In its latest issue, Ya-Lesarat al-Hossein, the weekly publication of Ansar-e Hezbollah, the militant Iranian group, has published a profile of Battat. Ya-Lesarat al-Hossein assigned him a role in military operations in Iraq against both United States forces and the Mojahedin-e Khalq (MEK), the armed opposition group previously allied to Saddam Hussein. It also backed up past reports that Battat was involved in a mortar attack by Mukhtar Army in November 2013 on a Saudi military base 40km from the eastern Saudi town of Hafar al-Batin near the borders with Iraq and Kuwait.

According to Ya-Lesarat al-Hossein, this attack was a response to the bombing of Iran’s embassy in Lebanon three days earlier on 19 November, claimed by the Abdullah Azzam brigade, a militant Sunni Muslim group linked to al-Qaeda, in which 23 people died, including Iran’s cultural attaché Ebrahim Ansari and five other Iranians. The weekly also claimed Hassan Nasrallah, leader of Lebanese Hezbollah, had the day after the attack promised “Iranian officials” it would not remain unanswered.

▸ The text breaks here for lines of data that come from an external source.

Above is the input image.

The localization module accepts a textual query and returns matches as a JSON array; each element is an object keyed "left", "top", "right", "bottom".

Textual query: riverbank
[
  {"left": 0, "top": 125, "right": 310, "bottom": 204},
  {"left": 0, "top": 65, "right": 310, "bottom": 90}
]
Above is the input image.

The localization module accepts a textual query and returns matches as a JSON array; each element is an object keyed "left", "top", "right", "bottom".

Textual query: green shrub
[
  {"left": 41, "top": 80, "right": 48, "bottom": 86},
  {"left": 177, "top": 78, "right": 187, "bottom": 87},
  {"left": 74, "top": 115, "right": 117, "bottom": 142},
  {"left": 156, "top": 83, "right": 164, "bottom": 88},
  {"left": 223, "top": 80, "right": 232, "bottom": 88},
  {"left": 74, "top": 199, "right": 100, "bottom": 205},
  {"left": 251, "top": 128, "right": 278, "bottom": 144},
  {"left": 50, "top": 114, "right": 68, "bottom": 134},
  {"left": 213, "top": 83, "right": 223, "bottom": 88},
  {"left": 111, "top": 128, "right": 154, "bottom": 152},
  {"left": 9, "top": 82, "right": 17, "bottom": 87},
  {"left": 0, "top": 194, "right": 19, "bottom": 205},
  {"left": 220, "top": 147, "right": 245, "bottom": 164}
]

Accusations of Saudi involvement with Abdullah Azzam brigade and the Beirut bombing are not new. In December 2013, Nasrallah claimed on television the group was linked to Saudi intelligence. When in the same month, Majid al-Majid, the Saudi leader of Adbullah Azzam brigade died of kidney failure in Lebanese army custody a few days after being arrested, Alaeddin Boroujerdi, chair of the Iranian parliament’s National Security and Foreign Policy Committee, drew attention to Majid’s nationality and called for an investigation.

The website of the Iraqi Kurdish weekly Rudaw also reported Battat’s death, which it said came in clashes with ISIS near the district of Uzem. It dubbed Battat a “firebrand Shia Iraqi cleric and militia leader known for his anti-Kurdish rhetoric and vehemently anti-Sunni diatribes”. Rudaw noted that Battat’s militia had been “fighting ISIS on different fronts, particularly in northern Diyala province, since the jihadis captured Iraq’s [Arab] Sunni provinces last summer.”

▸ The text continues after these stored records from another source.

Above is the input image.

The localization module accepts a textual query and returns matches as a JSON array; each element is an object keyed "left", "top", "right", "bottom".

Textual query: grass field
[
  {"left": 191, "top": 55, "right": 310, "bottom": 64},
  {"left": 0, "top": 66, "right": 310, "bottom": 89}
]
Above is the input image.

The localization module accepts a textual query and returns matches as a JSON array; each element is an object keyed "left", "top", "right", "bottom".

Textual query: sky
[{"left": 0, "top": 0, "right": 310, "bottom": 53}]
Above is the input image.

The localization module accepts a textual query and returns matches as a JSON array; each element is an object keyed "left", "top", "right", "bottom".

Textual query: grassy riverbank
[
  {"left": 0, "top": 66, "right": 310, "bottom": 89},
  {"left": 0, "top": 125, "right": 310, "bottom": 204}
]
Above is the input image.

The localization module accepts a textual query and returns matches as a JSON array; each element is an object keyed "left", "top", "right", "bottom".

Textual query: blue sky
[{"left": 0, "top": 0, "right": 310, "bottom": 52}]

The Kurdish website quoted remarks from Battat describing Kirkuk, a city disputed between Iraq’s Kurds and Arabs, as a “red line” and warning that if the Kurds pressed their claim to the city “we will counter the Kurds as we counter ISIS” leading to “a sea of blood between us”.

Ya-Lesarat al-Hossein places Battat’s birth in Maysan province, Iraq, in 1973. It claims he moved to Iran in 1993 as an opponent of Iraq’s then president, Saddam Hussein, and joined the Badr group, the military wing of the Supreme Council for the Islamic Revolution in Iraq (Sciri), which had been established in 1980 in Tehran by Ayatollah Mohammed-Baqir Hakim and had close links with the IRGC. In addition to his military training, Battat attended Tehran university and studied to masters level in a field related in military science.

Ya-Lesarat al-Hossein claims he carried out resistance activities under the command of Hussein Shahrestani, now Iraq’s minister of education. Despite the imprisonment of his father and brother in Iraq, Battat crossed the border near Dehloran, Ilam province, to launch guerrilla attacks on Baathist forces,
Ya-Lesarat al-Hossein continues: in one operation, Battat was arrested along with 270 comrades, but remained unidentified by Baathist officials and later escaped from prison and returned to Iran.

Ya-Lesarat al-Hossein reports that Battat was again arrested in 1998 by Iraqi intelligence when part of a Badr mission to assassinate Ali Hassan al-Majid, known as “Chemical Ali” after his use of chemical weapons against Iraqi Kurds in 1988-90 (and who was executed in 2010). Battat was imprisoned for 20 months, condemned to death three times, but was for unknown reasons pardoned, according to Ya-Lesarat al-Hossein. He resumed guerrilla activities against Saddam Hussein in 2002, and after the fall of Saddam in 2003 returned to Iraq and became a member of the Mahdi Army, the militia of Shia cleric Moqtada al-Sadr.

a-Lesarat al-Hossein reports Battat also travelled to Lebanon before helping establish Iraqi Hezbollah, and in February 2013 was involved in setting up the Mokhtar Army as its militia “to assist the Iraqi government in its fight against terrorist groups”. As commander, he strengthened his links to the IRGC and especially its Quds brigade, responsible for operations outside Iran.